During the first two trimesters of the year 2024, 1522 patients underwent multi-body-site colonization screening in the County Clinical Emergency Hospital Sibiu, Romania, with 43.8% (n = 666) screened in the first trimester of the year and 56.2% (n = 856) in the second trimester of the year.

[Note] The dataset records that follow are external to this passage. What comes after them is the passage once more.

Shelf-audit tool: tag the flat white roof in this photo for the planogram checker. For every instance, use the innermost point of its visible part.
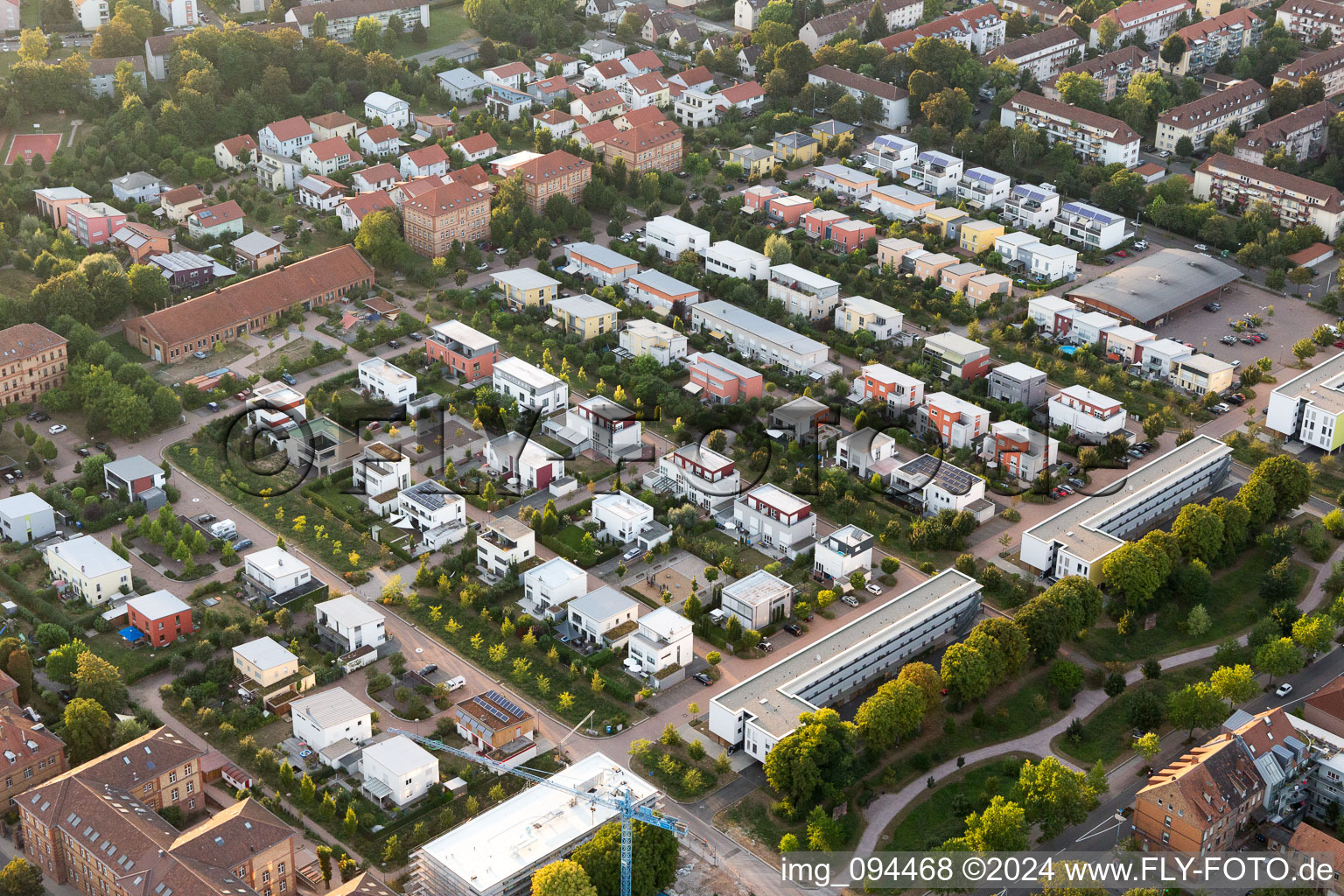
(351, 610)
(524, 278)
(534, 826)
(90, 555)
(265, 653)
(275, 562)
(156, 605)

Our study included patients from various medical departments, as it is highlighted in

Table 1. Patient distribution across different departments.

Department
	Frequency (n=)	Percent	Cumulative Percent
Allergology Department	11	0.7	0.7
1st Anesthesia and Intensive Care Unit Clinic	420	27.6	28.3
Anesthesia and Intensive Care Unit Dedicated to Neurosurgical, Plastic Surgery, and Other Surgical Departments	63	4.1	32.5
Infectious Diseases Clinic	156	10.2	42.7
1st Cardiology Clinic	10	0.7	43.4
2nd Cardiology Clinic	10	0.7	44.0
1st Surgical Clinic—Thoracic Surgery Department	6	0.4	44.4
2nd Surgical Clinic—Vascular Surgery Department	6	0.4	44.8
1st Surgical Clinic	2	0.1	44.9
2nd Surgical Clinic	8	0.5	45.5
Diabetes Clinic	1	0.1	45.5
Gastroenterology Clinic	7	0.5	46.0
Haematology Clinic	25	1.6	47.6
1st Internal Medicine Clinic	306	20.1	67.7
2nd Internal Medicine Clinic	221	14.5	82.3
Neurosurgical Clinic	8	0.5	82.8
Neurology Clinic	23	1.5	84.3
Obstetrics and Gynecology Clinic	1	0.1	84.4
Oncology Clinic	5	0.3	84.7
Orthopedics and Traumatology Clinic	96	6.3	91.0
1st Medical Rehabilitation Clinic	6	0.4	91.4
Medical Rehabilitation Clinic—Neurological Department	29	1.9	93.3
Medical Rehabilitation Clinic—Orthopedics and Traumatology Department	16	1.1	94.3
Rheumatology Clinic	19	1.2	95.6
Cardiology Intensive Care Department	54	3.5	99.1
Urology Clinic	8	0.5	99.7
2nd Anesthesia and Intensive Care Unit Clinic	2	0.1	99.8
Nephrology and Dialysis Clinic	3	0.2	100.0
Total	1522	100.0

. The most significant proportion of patients who were screened were admitted to the first Anesthesia and Intensive Care Unit Clinic, comprising 27.6% (n = 420) of the total enrolled patients. This was followed by the first Internal Medicine Clinic, which accounted for 20.1% (n = 306) of the patients, and a second Internal Medicine Clinic, which included 14.5% (n = 221).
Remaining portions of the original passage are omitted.